研究課題/領域番号 |
22300331
|
研究機関 | 北海道大学 |
研究代表者 |
西村 孝司 北海道大学, 遺伝子病制御研究所, 教授 (30143001)
|
研究分担者 |
北村 秀光 北海道大学, 遺伝子病制御研究所, 准教授 (40360531)
脇田 大功 北海道大学, 遺伝子病制御研究所, 助教 (30555404)
|
キーワード | 癌幹細胞 / IL-17 / 腫瘍内微小環境 / CD133 / TGF-β |
研究概要 |
本年度はまず、発癌過程の炎症局所におけるサイトカイン発現パターンを遺伝子発現解析によって検討した。その結果、メチルコラントレン接種30日後においても、IL-17やIL-1β、IL-6、TNF-αなどの炎症サイトカインの発現が確認されたことから、慢性的な炎症応答が発癌の引き金となっていることが示唆された。そこで、IL-17の発癌への関与を検討するため、野生型(WT)マウスとIL-17KOマウスヘメチルコラントレンを接種し、発癌率を比較したところ、IL-17KOマウスでWTマウスに比較し、がんの発生が有意に遅延し、扁平上皮癌の発生率が低下することが明らかとなった。
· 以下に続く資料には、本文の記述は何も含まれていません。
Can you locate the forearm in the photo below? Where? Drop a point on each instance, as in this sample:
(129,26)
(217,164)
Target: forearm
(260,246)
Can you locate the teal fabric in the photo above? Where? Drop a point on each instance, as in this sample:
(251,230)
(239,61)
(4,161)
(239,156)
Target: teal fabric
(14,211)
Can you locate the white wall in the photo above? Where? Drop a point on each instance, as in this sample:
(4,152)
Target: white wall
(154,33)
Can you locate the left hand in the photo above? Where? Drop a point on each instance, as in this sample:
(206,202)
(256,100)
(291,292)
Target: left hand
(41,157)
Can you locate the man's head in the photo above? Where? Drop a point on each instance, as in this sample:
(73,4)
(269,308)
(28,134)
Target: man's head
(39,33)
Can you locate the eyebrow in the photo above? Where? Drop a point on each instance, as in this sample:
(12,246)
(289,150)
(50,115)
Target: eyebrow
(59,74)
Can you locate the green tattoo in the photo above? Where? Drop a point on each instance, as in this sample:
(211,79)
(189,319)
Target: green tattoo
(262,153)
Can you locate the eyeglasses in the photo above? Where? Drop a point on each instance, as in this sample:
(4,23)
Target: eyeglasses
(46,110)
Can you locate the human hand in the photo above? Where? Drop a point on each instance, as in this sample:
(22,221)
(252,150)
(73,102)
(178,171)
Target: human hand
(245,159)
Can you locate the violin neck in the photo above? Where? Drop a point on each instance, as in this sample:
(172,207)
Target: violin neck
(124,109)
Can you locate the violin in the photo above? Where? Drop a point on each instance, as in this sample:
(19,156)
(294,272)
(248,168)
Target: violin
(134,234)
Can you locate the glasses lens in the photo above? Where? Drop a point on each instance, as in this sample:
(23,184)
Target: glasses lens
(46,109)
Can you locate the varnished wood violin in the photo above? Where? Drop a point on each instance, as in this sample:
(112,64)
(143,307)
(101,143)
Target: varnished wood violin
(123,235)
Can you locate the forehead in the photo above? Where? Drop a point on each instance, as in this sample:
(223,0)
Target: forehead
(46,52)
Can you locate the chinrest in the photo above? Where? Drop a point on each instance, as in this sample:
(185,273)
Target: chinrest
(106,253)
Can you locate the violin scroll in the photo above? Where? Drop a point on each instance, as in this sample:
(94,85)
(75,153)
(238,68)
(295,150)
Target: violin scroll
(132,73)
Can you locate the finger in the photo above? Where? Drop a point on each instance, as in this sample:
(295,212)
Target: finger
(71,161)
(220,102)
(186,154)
したがって、γδT細胞から産生されるIL-17は発癌の促進に寄与していることが示された。 また、我々が樹立したマウス皮膚扁平上皮癌細胞株において、癌幹細胞の性質を精査するため、幹細胞としての特性を規定する機能的分子(ALDH、Oct4、Nanog)を指標に癌細胞の幹細胞性を評価した。遺伝子発現解析の結果、ヒトがん細胞においてがん幹細胞マーカーとして報告のあるOct4遺伝子の発現がCD133+細胞で高いことが確認されたことから、Oct4を介して自己複製能などの幹細胞としての性質を保持している可能性が示唆された。さらに、CD133+がん幹細胞における高いTGF-β産生能に着目し、癌幹細胞、および非癌幹細胞の皮内接種によって各種担癌マウスを作製し、腫瘍組織内、癌所属リンパ節におけるTregの出現率についてFoxp3を指標にフローサイトメトリーにて検討したところ、CD133+がん幹細胞を接種したマウスにおいて、Tregが有意に増加していることを見いだした。今後、がん幹細胞、非がん幹細胞の免疫細胞に対する感受性や免疫逃避能に関する検討を実施する予定である。
|
現在までの達成度 (区分) |
現在までの達成度 (区分)
2: おおむね順調に進展している
理由
研究計画において予定していた、CD133+がん幹細胞における幹細胞の性質を規定する分子の発現解析、および、発癌過程の炎症環境における遺伝子発現解析と炎症性サイトカインIL-17の発癌への関与について、計画通り実施し、がん幹細胞の機能制御に関与するOct4の発現、IL-17の発癌促進機能を見いだした。さらに、CD133+がん幹細胞による制御性T細胞の誘導増強についても確認した点で、研究は順調に進展している。
|
今後の研究の推進方策 |
今後、担癌マウスモデルにおける、各種細胞、サイトカインの除去、中和によりがん幹細胞の免疫逃避機構について詳細な解析を実施する。さらに、IL-17の発癌促進機構についても、発癌過程の炎症応答へのIL-17の関与を遺伝子発現解析等によって評価し、実証する。